A cultura da cana-de-açúcar, mesmo com todos os avanços tecnológicos, não mudou muito. Em São Paulo, com um sindicato mais organizado, os cortadores de cana são registrados, em sua maioria. Mas isso não é garantia de qualidade de vida e no trabalho. Segundo a especialista, esses trabalhadores que vêm para a rica região de Ribeirão Preto, por exemplo, arregimentados por “gatos” (pasmem, eles ainda existem) no Maranhão, Piauí, Paraíba, Ceará, Pernambuco, Rio Grande do Norte e norte de Minas Gerais, mesmo se estiverem registrados, são submetidos à obrigação de colheita mínima de 10 toneladas por dia, sob pena de demissão.

As relações de trabalho nas usinas nada mudaram

No ano passado, apenas em São Paulo os migrantes nordestinos que vieram colher cana chegaram a 200 mil.
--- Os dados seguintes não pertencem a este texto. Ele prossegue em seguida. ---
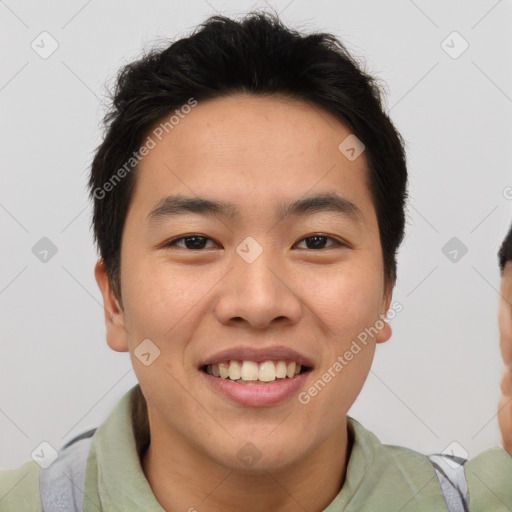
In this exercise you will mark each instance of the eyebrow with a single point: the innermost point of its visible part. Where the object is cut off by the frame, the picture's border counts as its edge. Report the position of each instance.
(174, 205)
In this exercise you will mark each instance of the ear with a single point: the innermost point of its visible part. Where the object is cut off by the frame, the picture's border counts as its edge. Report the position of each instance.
(385, 333)
(114, 314)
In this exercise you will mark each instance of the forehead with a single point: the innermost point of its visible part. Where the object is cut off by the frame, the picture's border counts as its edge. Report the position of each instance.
(243, 146)
(506, 281)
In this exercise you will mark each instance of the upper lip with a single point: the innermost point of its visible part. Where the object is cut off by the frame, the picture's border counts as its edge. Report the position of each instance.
(275, 353)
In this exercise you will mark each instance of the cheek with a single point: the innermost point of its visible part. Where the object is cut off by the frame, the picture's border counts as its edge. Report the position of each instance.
(348, 302)
(505, 325)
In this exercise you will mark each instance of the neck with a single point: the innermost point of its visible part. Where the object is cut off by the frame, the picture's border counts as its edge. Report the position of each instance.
(181, 478)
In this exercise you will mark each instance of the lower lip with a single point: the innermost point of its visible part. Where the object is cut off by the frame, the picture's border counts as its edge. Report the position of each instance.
(258, 395)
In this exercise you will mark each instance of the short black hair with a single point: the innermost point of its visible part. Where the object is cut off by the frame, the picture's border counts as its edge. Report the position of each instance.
(260, 56)
(505, 252)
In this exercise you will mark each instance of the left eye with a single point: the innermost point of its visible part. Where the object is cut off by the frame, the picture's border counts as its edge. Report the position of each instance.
(318, 241)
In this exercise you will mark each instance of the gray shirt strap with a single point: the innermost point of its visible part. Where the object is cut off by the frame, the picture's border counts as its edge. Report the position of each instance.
(61, 485)
(452, 480)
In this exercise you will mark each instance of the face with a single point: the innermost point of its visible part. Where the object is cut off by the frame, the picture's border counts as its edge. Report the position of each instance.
(505, 325)
(255, 286)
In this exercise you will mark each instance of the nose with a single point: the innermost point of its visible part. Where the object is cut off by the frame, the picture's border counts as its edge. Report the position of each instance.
(259, 294)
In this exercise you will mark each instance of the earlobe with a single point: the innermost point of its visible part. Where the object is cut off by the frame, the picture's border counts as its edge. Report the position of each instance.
(114, 314)
(385, 333)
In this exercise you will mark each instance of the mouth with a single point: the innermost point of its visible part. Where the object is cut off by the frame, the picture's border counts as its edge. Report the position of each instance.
(256, 377)
(255, 372)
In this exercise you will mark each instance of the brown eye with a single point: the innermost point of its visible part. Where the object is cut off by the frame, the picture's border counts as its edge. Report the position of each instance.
(319, 242)
(192, 242)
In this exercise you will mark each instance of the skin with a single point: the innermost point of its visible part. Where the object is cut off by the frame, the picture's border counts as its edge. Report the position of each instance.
(505, 325)
(254, 152)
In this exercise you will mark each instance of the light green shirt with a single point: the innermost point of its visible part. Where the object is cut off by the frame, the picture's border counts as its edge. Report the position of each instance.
(379, 478)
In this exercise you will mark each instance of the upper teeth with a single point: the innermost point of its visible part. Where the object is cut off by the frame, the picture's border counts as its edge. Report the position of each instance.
(266, 371)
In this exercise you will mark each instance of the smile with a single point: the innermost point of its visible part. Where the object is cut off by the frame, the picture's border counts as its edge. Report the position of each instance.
(252, 372)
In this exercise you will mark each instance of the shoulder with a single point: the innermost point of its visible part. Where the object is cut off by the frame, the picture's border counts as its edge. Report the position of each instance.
(19, 489)
(489, 477)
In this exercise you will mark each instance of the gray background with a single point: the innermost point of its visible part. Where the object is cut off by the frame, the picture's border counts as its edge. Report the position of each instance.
(436, 381)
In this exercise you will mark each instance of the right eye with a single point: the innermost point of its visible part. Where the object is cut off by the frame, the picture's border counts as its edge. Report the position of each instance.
(192, 242)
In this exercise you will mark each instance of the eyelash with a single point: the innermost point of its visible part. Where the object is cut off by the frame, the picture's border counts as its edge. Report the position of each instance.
(174, 241)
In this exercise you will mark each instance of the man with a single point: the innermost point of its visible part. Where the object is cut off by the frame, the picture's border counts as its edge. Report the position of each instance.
(505, 323)
(248, 205)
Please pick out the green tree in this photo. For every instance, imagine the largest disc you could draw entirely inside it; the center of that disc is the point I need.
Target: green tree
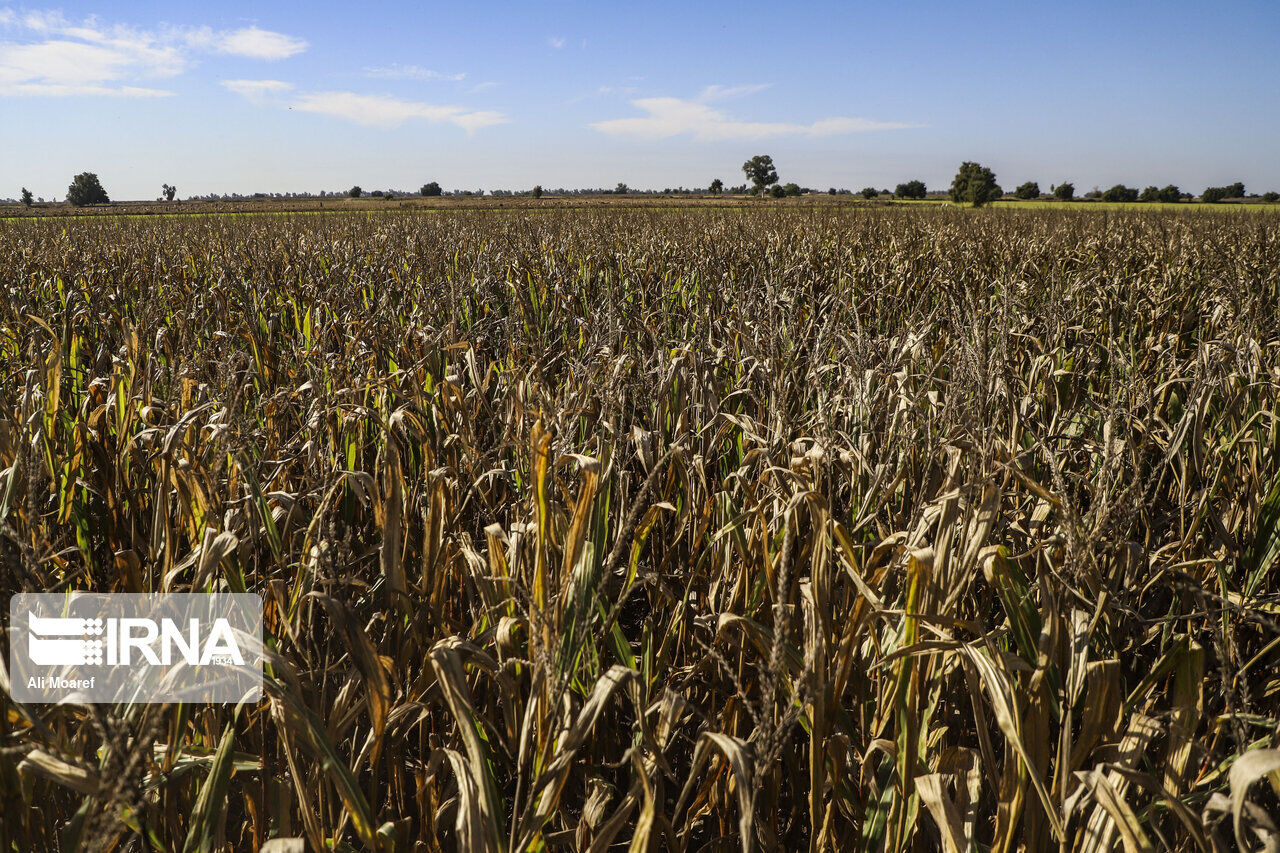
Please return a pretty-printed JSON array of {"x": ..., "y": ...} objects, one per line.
[
  {"x": 1120, "y": 192},
  {"x": 86, "y": 190},
  {"x": 759, "y": 170},
  {"x": 910, "y": 190},
  {"x": 1029, "y": 190},
  {"x": 974, "y": 185}
]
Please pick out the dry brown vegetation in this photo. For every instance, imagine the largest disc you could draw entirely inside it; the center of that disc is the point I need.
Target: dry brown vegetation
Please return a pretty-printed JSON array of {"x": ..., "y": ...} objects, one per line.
[{"x": 708, "y": 530}]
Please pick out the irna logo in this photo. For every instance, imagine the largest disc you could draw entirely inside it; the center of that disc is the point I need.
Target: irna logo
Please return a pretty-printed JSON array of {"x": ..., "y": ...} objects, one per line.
[
  {"x": 83, "y": 647},
  {"x": 60, "y": 641}
]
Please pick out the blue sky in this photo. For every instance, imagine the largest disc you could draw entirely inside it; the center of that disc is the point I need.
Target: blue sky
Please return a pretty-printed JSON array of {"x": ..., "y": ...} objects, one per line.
[{"x": 307, "y": 96}]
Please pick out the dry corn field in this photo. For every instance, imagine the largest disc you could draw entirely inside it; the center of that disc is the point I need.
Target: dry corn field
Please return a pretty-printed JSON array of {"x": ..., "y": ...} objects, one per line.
[{"x": 661, "y": 529}]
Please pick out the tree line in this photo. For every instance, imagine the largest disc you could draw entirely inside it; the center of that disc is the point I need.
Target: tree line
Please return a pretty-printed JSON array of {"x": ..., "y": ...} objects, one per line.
[{"x": 973, "y": 185}]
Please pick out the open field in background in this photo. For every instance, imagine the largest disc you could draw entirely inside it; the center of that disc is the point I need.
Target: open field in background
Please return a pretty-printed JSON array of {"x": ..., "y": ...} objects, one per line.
[
  {"x": 767, "y": 529},
  {"x": 402, "y": 204}
]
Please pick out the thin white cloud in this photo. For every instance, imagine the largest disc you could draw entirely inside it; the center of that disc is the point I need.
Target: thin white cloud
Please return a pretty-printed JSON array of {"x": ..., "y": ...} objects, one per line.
[
  {"x": 668, "y": 117},
  {"x": 59, "y": 58},
  {"x": 385, "y": 112},
  {"x": 718, "y": 92},
  {"x": 397, "y": 71},
  {"x": 259, "y": 44},
  {"x": 257, "y": 90}
]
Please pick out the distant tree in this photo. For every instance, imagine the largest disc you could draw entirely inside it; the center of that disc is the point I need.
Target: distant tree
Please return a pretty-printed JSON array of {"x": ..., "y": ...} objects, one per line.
[
  {"x": 910, "y": 190},
  {"x": 1120, "y": 192},
  {"x": 974, "y": 185},
  {"x": 86, "y": 190},
  {"x": 1029, "y": 190},
  {"x": 760, "y": 172}
]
Em todo o país, a Pastoral do Migrante calcula que pelo menos 1 milhão de trabalhadores, em sua maioria nordestinos, se dediquem a essa atividade em todo o país na época da colheita. Na maioria das vezes, em condições piores do que em São Paulo. No Mato Grosso, por exemplo, o Ministério Público do Trabalho, de 1995 a 2006, instaurou 41 procedimentos para investigar denúncias de trabalho escravo em usinas de álcool. Atualmente, as 10 usinas do Estado estão sob investigação.

Existem várias razões pelas quais o presidente Luiz Inácio Lula da Silva deve promover um grande debate antes de incentivar os produtores agrícolas a investir na produção de cana-de-açúcar: como no Brasil Colônia, ela favorece a concentração de terra; como sempre, cana-de-açúcar e monocultura são quase irmãs siamesas. E, o pior, as relações de trabalho pouco mudaram. A extensão da cultura da cana aumentou o número de empregos no campo, mas a um preço muito alto. Se disseminar a mecanização da colheita, esses empregos vão para o espaço; se virar monocultura, enterra qualquer chance de emprego em outro tipo de atividade agrícola.

Um novo ciclo de monocultura da cana-de-açúcar pode ser favorável, diante do cenário internacional. Mas a prosperidade que advier dela não pode ser obtida às custas do trabalho insano desses escravos pós-modernos. Nem o país pode pagar os preços que pagou pela decadência de outros ciclos igualmente concentrados na monocultura.